Azrin menilai pembangunan KEK Lido tidak sejalan dengan Undang-Undang Perlindungan dan Pengelolaan Lingkungan Hidup (UU PPLH) No. 32 Tahun 2009 Pasal 1 Ayat 3, yang mengamanatkan pembangunan harus memperhatikan aspek lingkungan, sosial, dan ekonomi. Ia juga menyebut bahwa pengurugan danau untuk pembangunan hotel melanggar Pasal 69 Ayat 1 UU PPLH.
“KLHK harus segera melakukan investigasi dan jika terbukti, PT. MNC Land harus ditindak tegas sesuai hukum yang berlaku,” desaknya.
Azrin juga mendesak pemerintah untuk menerapkan sanksi pidana terhadap pelanggaran Analisis Mengenai Dampak Lingkungan (AMDAL) sebagaimana diatur dalam UU PPLH dan UU Cipta Kerja No. 6 Tahun 2023. Pasal 98 UU PPLH mengancam pelanggar dengan pidana penjara 3-10 tahun dan denda Rp3-10 miliar, sementara Pasal 60 melarang dumping limbah tanpa izin dengan ancaman hukuman maksimal 3 tahun penjara dan denda hingga Rp3 miliar.
Tuntutan Tegas
“KLHK dan pemerintah harus bertindak tegas.
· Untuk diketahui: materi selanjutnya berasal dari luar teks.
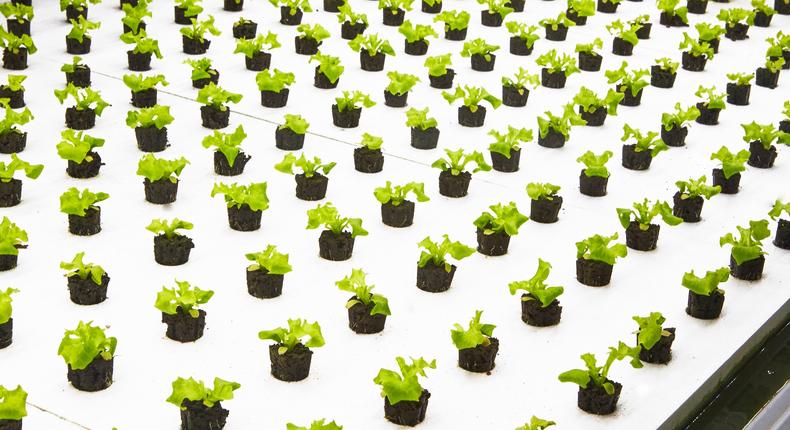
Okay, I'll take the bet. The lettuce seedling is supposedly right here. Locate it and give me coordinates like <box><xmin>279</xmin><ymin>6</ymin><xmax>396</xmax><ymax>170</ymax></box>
<box><xmin>576</xmin><ymin>151</ymin><xmax>614</xmax><ymax>178</ymax></box>
<box><xmin>442</xmin><ymin>85</ymin><xmax>502</xmax><ymax>113</ymax></box>
<box><xmin>335</xmin><ymin>269</ymin><xmax>392</xmax><ymax>315</ymax></box>
<box><xmin>605</xmin><ymin>61</ymin><xmax>650</xmax><ymax>96</ymax></box>
<box><xmin>606</xmin><ymin>19</ymin><xmax>644</xmax><ymax>46</ymax></box>
<box><xmin>0</xmin><ymin>386</ymin><xmax>27</xmax><ymax>425</ymax></box>
<box><xmin>681</xmin><ymin>267</ymin><xmax>730</xmax><ymax>296</ymax></box>
<box><xmin>508</xmin><ymin>258</ymin><xmax>565</xmax><ymax>308</ymax></box>
<box><xmin>258</xmin><ymin>319</ymin><xmax>325</xmax><ymax>355</ymax></box>
<box><xmin>211</xmin><ymin>182</ymin><xmax>269</xmax><ymax>211</ymax></box>
<box><xmin>137</xmin><ymin>154</ymin><xmax>189</xmax><ymax>183</ymax></box>
<box><xmin>559</xmin><ymin>342</ymin><xmax>642</xmax><ymax>395</ymax></box>
<box><xmin>310</xmin><ymin>52</ymin><xmax>344</xmax><ymax>84</ymax></box>
<box><xmin>620</xmin><ymin>124</ymin><xmax>669</xmax><ymax>157</ymax></box>
<box><xmin>574</xmin><ymin>37</ymin><xmax>603</xmax><ymax>55</ymax></box>
<box><xmin>417</xmin><ymin>234</ymin><xmax>475</xmax><ymax>273</ymax></box>
<box><xmin>55</xmin><ymin>82</ymin><xmax>110</xmax><ymax>116</ymax></box>
<box><xmin>184</xmin><ymin>56</ymin><xmax>218</xmax><ymax>81</ymax></box>
<box><xmin>573</xmin><ymin>87</ymin><xmax>625</xmax><ymax>115</ymax></box>
<box><xmin>433</xmin><ymin>10</ymin><xmax>470</xmax><ymax>31</ymax></box>
<box><xmin>145</xmin><ymin>218</ymin><xmax>194</xmax><ymax>239</ymax></box>
<box><xmin>285</xmin><ymin>419</ymin><xmax>343</xmax><ymax>430</ymax></box>
<box><xmin>123</xmin><ymin>73</ymin><xmax>169</xmax><ymax>93</ymax></box>
<box><xmin>60</xmin><ymin>187</ymin><xmax>110</xmax><ymax>216</ymax></box>
<box><xmin>450</xmin><ymin>311</ymin><xmax>496</xmax><ymax>349</ymax></box>
<box><xmin>167</xmin><ymin>378</ymin><xmax>241</xmax><ymax>410</ymax></box>
<box><xmin>0</xmin><ymin>216</ymin><xmax>27</xmax><ymax>255</ymax></box>
<box><xmin>277</xmin><ymin>113</ymin><xmax>310</xmax><ymax>134</ymax></box>
<box><xmin>473</xmin><ymin>202</ymin><xmax>529</xmax><ymax>236</ymax></box>
<box><xmin>373</xmin><ymin>181</ymin><xmax>430</xmax><ymax>206</ymax></box>
<box><xmin>350</xmin><ymin>33</ymin><xmax>395</xmax><ymax>56</ymax></box>
<box><xmin>538</xmin><ymin>103</ymin><xmax>587</xmax><ymax>140</ymax></box>
<box><xmin>431</xmin><ymin>148</ymin><xmax>491</xmax><ymax>176</ymax></box>
<box><xmin>719</xmin><ymin>219</ymin><xmax>771</xmax><ymax>265</ymax></box>
<box><xmin>741</xmin><ymin>121</ymin><xmax>790</xmax><ymax>149</ymax></box>
<box><xmin>233</xmin><ymin>31</ymin><xmax>282</xmax><ymax>58</ymax></box>
<box><xmin>255</xmin><ymin>69</ymin><xmax>294</xmax><ymax>93</ymax></box>
<box><xmin>179</xmin><ymin>15</ymin><xmax>221</xmax><ymax>43</ymax></box>
<box><xmin>121</xmin><ymin>29</ymin><xmax>162</xmax><ymax>59</ymax></box>
<box><xmin>126</xmin><ymin>105</ymin><xmax>174</xmax><ymax>129</ymax></box>
<box><xmin>661</xmin><ymin>103</ymin><xmax>700</xmax><ymax>131</ymax></box>
<box><xmin>538</xmin><ymin>12</ymin><xmax>576</xmax><ymax>31</ymax></box>
<box><xmin>154</xmin><ymin>280</ymin><xmax>214</xmax><ymax>318</ymax></box>
<box><xmin>0</xmin><ymin>27</ymin><xmax>38</xmax><ymax>54</ymax></box>
<box><xmin>535</xmin><ymin>49</ymin><xmax>581</xmax><ymax>77</ymax></box>
<box><xmin>423</xmin><ymin>54</ymin><xmax>453</xmax><ymax>76</ymax></box>
<box><xmin>461</xmin><ymin>38</ymin><xmax>499</xmax><ymax>61</ymax></box>
<box><xmin>488</xmin><ymin>125</ymin><xmax>532</xmax><ymax>159</ymax></box>
<box><xmin>0</xmin><ymin>288</ymin><xmax>19</xmax><ymax>322</ymax></box>
<box><xmin>505</xmin><ymin>21</ymin><xmax>540</xmax><ymax>49</ymax></box>
<box><xmin>66</xmin><ymin>15</ymin><xmax>101</xmax><ymax>43</ymax></box>
<box><xmin>60</xmin><ymin>252</ymin><xmax>107</xmax><ymax>285</ymax></box>
<box><xmin>373</xmin><ymin>357</ymin><xmax>436</xmax><ymax>405</ymax></box>
<box><xmin>244</xmin><ymin>245</ymin><xmax>293</xmax><ymax>275</ymax></box>
<box><xmin>196</xmin><ymin>82</ymin><xmax>244</xmax><ymax>112</ymax></box>
<box><xmin>386</xmin><ymin>70</ymin><xmax>420</xmax><ymax>96</ymax></box>
<box><xmin>710</xmin><ymin>146</ymin><xmax>750</xmax><ymax>179</ymax></box>
<box><xmin>274</xmin><ymin>154</ymin><xmax>337</xmax><ymax>178</ymax></box>
<box><xmin>631</xmin><ymin>312</ymin><xmax>671</xmax><ymax>349</ymax></box>
<box><xmin>576</xmin><ymin>233</ymin><xmax>628</xmax><ymax>266</ymax></box>
<box><xmin>0</xmin><ymin>154</ymin><xmax>44</xmax><ymax>183</ymax></box>
<box><xmin>305</xmin><ymin>202</ymin><xmax>368</xmax><ymax>238</ymax></box>
<box><xmin>202</xmin><ymin>125</ymin><xmax>247</xmax><ymax>167</ymax></box>
<box><xmin>406</xmin><ymin>108</ymin><xmax>438</xmax><ymax>130</ymax></box>
<box><xmin>617</xmin><ymin>199</ymin><xmax>683</xmax><ymax>230</ymax></box>
<box><xmin>694</xmin><ymin>85</ymin><xmax>727</xmax><ymax>109</ymax></box>
<box><xmin>398</xmin><ymin>20</ymin><xmax>439</xmax><ymax>43</ymax></box>
<box><xmin>58</xmin><ymin>321</ymin><xmax>118</xmax><ymax>370</ymax></box>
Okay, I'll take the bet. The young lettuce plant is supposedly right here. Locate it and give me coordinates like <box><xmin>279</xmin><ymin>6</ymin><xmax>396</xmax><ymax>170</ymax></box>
<box><xmin>488</xmin><ymin>125</ymin><xmax>532</xmax><ymax>172</ymax></box>
<box><xmin>60</xmin><ymin>252</ymin><xmax>110</xmax><ymax>306</ymax></box>
<box><xmin>559</xmin><ymin>342</ymin><xmax>642</xmax><ymax>415</ymax></box>
<box><xmin>167</xmin><ymin>377</ymin><xmax>241</xmax><ymax>429</ymax></box>
<box><xmin>442</xmin><ymin>85</ymin><xmax>502</xmax><ymax>127</ymax></box>
<box><xmin>373</xmin><ymin>357</ymin><xmax>436</xmax><ymax>426</ymax></box>
<box><xmin>335</xmin><ymin>269</ymin><xmax>391</xmax><ymax>334</ymax></box>
<box><xmin>145</xmin><ymin>218</ymin><xmax>195</xmax><ymax>266</ymax></box>
<box><xmin>617</xmin><ymin>199</ymin><xmax>683</xmax><ymax>251</ymax></box>
<box><xmin>417</xmin><ymin>234</ymin><xmax>475</xmax><ymax>293</ymax></box>
<box><xmin>274</xmin><ymin>154</ymin><xmax>337</xmax><ymax>201</ymax></box>
<box><xmin>0</xmin><ymin>216</ymin><xmax>28</xmax><ymax>272</ymax></box>
<box><xmin>719</xmin><ymin>220</ymin><xmax>771</xmax><ymax>281</ymax></box>
<box><xmin>154</xmin><ymin>280</ymin><xmax>214</xmax><ymax>343</ymax></box>
<box><xmin>620</xmin><ymin>124</ymin><xmax>669</xmax><ymax>170</ymax></box>
<box><xmin>137</xmin><ymin>154</ymin><xmax>189</xmax><ymax>205</ymax></box>
<box><xmin>244</xmin><ymin>245</ymin><xmax>293</xmax><ymax>299</ymax></box>
<box><xmin>58</xmin><ymin>321</ymin><xmax>118</xmax><ymax>392</ymax></box>
<box><xmin>211</xmin><ymin>182</ymin><xmax>269</xmax><ymax>231</ymax></box>
<box><xmin>55</xmin><ymin>84</ymin><xmax>110</xmax><ymax>130</ymax></box>
<box><xmin>258</xmin><ymin>319</ymin><xmax>325</xmax><ymax>382</ymax></box>
<box><xmin>373</xmin><ymin>181</ymin><xmax>430</xmax><ymax>228</ymax></box>
<box><xmin>576</xmin><ymin>233</ymin><xmax>628</xmax><ymax>287</ymax></box>
<box><xmin>431</xmin><ymin>149</ymin><xmax>491</xmax><ymax>198</ymax></box>
<box><xmin>450</xmin><ymin>310</ymin><xmax>499</xmax><ymax>374</ymax></box>
<box><xmin>0</xmin><ymin>154</ymin><xmax>44</xmax><ymax>208</ymax></box>
<box><xmin>473</xmin><ymin>202</ymin><xmax>529</xmax><ymax>257</ymax></box>
<box><xmin>202</xmin><ymin>125</ymin><xmax>251</xmax><ymax>176</ymax></box>
<box><xmin>681</xmin><ymin>267</ymin><xmax>730</xmax><ymax>320</ymax></box>
<box><xmin>60</xmin><ymin>187</ymin><xmax>110</xmax><ymax>236</ymax></box>
<box><xmin>508</xmin><ymin>258</ymin><xmax>565</xmax><ymax>327</ymax></box>
<box><xmin>306</xmin><ymin>203</ymin><xmax>368</xmax><ymax>261</ymax></box>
Jangan biarkan eksploitasi lingkungan seperti ini terus terjadi tanpa sanksi,” tegas Azrin.
Polemik ini menambah panjang daftar kritik terhadap pembangunan KEK Lido yang digadang-gadang sebagai proyek strategis nasional. Langkah tegas pemerintah menjadi kunci untuk memastikan pembangunan berjalan sesuai aturan tanpa merugikan lingkungan dan masyarakat sekitar.